Конан едва не свалился в заводь вслед за монстром. Он отпрянул и, сделав огромный прыжок назад, увлек за собой нескольких зингарцев. Заводь превратилась в гигантский гейзер. С оглушительным грохотом столб воды поднимался все выше и выше, пенясь наверху.
Конан пытался оттеснить зингарцев к воротам. Они, казалось, совсем потеряли способность передвигаться. Увидев, что Санча тоже стоит, не двигаясь с места, как парализованная, Конан взревел так яростно, что Санча услышала его сквозь страшный грохот. И это вывело ее из оцепенения. Она побежала, протянув руки навстречу своему спасителю. Киммериец подхватил девушку одной рукой и ринулся к выходу.
Во дворе, за которым начиналось открытое пространство, собрались истерзанные, истекающие кровью оставшиеся в живых пираты. Они все так же завороженно смотрели на гигантский водяной столб, поднявшийся уже почти до небес. Вода с шипением падала вниз, переполняя водоем, грозивший выйти из берегов и затопить все вокруг.
Конан оглядел своих истерзанных товарищей и выругался, насчитав лишь два десятка человек. В сердцах он схватил одного и встряхнул так, что у бедняги из ран пошла кровь.
— Где остальные? — заорал он ему в ухо.
— Это все... — Голос флибустьера потонул в грохоте водопада. — Остальные убиты этими монстрами...
Конан вновь отчаянно выругался и прорычал, со всей силы отпихнув флибустьера к воротам:
— Нам нужно выбираться отсюда! Сейчас здесь все затопит...
— Мы все утонем! — завопил флибустьер, неуклюже ковыляя к арке.
— Утонем! Черта с два!
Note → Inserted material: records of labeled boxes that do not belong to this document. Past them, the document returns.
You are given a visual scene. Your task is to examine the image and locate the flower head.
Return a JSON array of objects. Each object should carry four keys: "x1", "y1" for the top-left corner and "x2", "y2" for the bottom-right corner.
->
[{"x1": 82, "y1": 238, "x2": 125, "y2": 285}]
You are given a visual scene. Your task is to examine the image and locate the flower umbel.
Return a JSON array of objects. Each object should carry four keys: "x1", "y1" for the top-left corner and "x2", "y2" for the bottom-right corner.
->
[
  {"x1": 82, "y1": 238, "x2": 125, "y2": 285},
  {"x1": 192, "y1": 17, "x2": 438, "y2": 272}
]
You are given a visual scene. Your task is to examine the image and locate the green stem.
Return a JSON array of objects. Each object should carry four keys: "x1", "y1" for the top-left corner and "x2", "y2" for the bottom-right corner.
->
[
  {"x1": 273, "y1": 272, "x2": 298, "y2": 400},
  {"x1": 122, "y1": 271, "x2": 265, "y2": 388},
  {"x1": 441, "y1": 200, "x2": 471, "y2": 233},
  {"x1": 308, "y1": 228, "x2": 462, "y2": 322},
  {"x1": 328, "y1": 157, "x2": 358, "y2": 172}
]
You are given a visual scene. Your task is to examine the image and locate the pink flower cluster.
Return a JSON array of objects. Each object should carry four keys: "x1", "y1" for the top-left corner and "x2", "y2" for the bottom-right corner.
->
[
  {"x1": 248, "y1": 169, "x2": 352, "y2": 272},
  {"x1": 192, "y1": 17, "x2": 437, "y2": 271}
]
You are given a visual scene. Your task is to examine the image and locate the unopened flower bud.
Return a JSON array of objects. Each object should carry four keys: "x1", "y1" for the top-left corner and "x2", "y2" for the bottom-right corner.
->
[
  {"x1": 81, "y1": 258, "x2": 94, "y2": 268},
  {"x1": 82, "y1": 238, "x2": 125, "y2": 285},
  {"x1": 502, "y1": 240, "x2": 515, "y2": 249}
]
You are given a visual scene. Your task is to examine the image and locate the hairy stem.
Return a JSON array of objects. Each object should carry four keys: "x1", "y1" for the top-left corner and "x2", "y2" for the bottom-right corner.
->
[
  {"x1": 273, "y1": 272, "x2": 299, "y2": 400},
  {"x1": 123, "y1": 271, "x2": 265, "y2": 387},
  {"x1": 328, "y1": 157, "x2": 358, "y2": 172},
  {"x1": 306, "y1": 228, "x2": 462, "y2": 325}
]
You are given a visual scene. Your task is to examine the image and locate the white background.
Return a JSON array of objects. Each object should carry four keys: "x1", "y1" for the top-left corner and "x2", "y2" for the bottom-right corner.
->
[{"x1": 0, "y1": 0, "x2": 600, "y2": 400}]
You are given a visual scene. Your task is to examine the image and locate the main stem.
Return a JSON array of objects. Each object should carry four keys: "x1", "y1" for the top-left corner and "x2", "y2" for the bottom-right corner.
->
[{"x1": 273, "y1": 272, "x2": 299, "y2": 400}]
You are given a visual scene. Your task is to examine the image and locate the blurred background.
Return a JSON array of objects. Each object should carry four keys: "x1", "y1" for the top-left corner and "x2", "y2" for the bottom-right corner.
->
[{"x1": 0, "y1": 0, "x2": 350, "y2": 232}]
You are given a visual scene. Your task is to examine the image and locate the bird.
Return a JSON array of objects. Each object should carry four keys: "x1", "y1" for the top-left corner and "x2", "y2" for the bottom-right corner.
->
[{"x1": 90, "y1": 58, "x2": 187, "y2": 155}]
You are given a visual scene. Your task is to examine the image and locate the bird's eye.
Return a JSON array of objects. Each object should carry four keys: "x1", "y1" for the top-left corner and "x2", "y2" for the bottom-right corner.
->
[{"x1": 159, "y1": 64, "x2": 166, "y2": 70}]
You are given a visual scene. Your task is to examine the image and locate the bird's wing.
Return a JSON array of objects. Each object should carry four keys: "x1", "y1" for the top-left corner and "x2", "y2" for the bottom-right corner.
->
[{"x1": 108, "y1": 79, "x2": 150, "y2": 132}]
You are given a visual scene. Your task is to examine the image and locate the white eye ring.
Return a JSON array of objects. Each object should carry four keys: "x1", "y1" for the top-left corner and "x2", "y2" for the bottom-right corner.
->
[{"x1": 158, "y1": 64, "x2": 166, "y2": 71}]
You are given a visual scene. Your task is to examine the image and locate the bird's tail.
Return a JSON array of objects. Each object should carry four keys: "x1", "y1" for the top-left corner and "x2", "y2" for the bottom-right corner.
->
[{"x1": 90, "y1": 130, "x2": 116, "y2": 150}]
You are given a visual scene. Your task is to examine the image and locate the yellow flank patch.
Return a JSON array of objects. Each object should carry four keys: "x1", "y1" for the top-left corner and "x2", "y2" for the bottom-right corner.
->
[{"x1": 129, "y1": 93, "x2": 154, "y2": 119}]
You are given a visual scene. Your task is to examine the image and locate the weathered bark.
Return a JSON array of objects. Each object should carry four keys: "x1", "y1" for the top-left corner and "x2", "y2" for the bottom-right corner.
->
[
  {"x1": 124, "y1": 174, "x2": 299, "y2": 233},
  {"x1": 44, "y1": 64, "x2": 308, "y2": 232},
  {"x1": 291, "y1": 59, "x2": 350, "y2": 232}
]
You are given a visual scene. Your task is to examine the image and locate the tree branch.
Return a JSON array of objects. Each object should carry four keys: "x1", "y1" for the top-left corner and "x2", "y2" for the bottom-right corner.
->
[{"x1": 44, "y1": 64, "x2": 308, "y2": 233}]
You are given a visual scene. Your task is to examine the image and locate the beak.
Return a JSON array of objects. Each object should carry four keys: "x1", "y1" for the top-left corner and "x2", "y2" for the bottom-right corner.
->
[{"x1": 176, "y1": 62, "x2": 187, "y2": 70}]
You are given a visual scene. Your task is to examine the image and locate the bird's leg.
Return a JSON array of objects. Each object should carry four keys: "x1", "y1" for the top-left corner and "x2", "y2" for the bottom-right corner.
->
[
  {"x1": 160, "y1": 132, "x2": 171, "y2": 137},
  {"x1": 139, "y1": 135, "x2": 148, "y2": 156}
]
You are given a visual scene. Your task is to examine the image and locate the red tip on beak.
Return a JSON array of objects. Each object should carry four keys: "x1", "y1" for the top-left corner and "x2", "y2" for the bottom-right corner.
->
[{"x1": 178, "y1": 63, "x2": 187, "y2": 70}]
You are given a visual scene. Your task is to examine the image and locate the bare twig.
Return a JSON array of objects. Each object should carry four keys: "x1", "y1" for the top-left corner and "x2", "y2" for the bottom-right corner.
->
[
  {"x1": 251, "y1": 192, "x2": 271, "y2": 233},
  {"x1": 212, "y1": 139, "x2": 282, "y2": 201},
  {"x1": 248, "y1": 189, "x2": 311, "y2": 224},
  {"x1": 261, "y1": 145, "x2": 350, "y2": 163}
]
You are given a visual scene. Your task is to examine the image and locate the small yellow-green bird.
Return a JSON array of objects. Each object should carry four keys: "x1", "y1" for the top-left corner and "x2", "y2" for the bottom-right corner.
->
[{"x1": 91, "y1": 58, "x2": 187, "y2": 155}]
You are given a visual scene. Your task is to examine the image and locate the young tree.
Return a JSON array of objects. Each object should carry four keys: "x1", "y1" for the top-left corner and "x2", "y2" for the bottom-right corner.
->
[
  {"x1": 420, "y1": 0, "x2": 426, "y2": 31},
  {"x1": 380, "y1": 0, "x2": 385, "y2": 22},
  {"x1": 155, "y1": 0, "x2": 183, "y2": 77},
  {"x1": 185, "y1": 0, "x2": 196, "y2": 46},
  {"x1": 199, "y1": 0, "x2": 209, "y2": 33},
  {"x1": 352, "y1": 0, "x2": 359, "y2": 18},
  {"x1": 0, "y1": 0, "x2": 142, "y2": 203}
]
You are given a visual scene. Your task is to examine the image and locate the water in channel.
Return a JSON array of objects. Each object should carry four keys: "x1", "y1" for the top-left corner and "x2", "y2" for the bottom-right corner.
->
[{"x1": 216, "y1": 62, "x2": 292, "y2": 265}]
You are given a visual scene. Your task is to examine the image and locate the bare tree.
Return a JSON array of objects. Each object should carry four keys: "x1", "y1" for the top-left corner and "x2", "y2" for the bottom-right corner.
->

Мы все превратимся в окаменелости! Быстрее, канальи, разрази вас гром! — орал Конан.
Он кинулся к выходу, не спуская глаз с зеленой грохочущей башни, зловеще возвышающейся над замком.
Ошалевшие от крови и жуткого шума, зингарцы двигались точно во сне. Конану приходилось подгонять шатающихся и еле переставляющих ноги пиратов. Он хватал каждого за шиворот и пинком ноги проталкивал сквозь ворота, сопровождая удар, который приходился жертве как раз пониже спины, отборными ругательствами в адрес самого разбойника и его предков.
Санча, повиснув на шее у своего спасителя, всем своим видом стремилась показать, что ни за что ни в коем случае с ним не расстанется. Тогда Конан, нещадно ругаясь, разжал руки девушки, обнимавшие его шею, после чего грациозная обладательница длинных ног, тонкой талии и прочих прелестей получила такой шлепок по мягкому месту, что скорость ее передвижения возросла в несколько раз.
Конан оставался у ворот, пока не убедился, что все живые выбрались из замка. Затем, еще раз глянув на вздымающийся до небес грохочущий столб, на фоне которого башни уже казались игрушечными, ринулся прочь.
Пираты уже миновали плато, на котором стоял замок, и бежали по склонам. Конан догнал Санчу на вершине холма, где она ждала его. Остановившись на мгновение, беглецы вновь оглянулись на замок. Они увидели гигантский цветок с белыми пенистыми лепестками и зеленым стеблем, покачивающийся среди башен.
Затем грохочущая нефритовая колонна с заснеженным верхом взорвалась. Стены и башни замка были сметены мощным ревущим потоком.
Схватив Санчу за руку, Конан бросился вниз. Они бежали по склонам, а зеленая река с диким ревом неслась следом. Поток не растекался по земле. Он напоминал широкую зеленую ленту или гигантскую змею, скользившую вверх и вниз по холмам. Оглянувшись, Конан с ужасом понял, что поток преследует их.
Споткнувшись, Санча в изнеможении упала на колени. В ее глазах светилось безнадежное отчаяние. Однако приближение смертельной опасности удвоило силы Конана. Он подхватил девушку, перекинул ее через плечо и побежал. Грудь его тяжело вздымалась, колени дрожали. Киммерийца мотало из стороны в сторону почти так же, как и остальных членов команды, которые едва тащились, подстегиваемые ужасом.
Внезапно беглецы увидели голубую гладь океана. «Скиталец», как мираж, возник перед ними целый и невредимый. Люди кинулись к лодкам. Санча свалилась на дно одной из них и осталась лежать неподвижно. Конан взял весло. Он ощущал, как кровь стучит у него в висках. Все качалось и плыло перед глазами. Киммериец видел впереди кроваво-красные очертания «Скитальца» и чувствовал, что его сердце вот-вот разорвется от напряжения.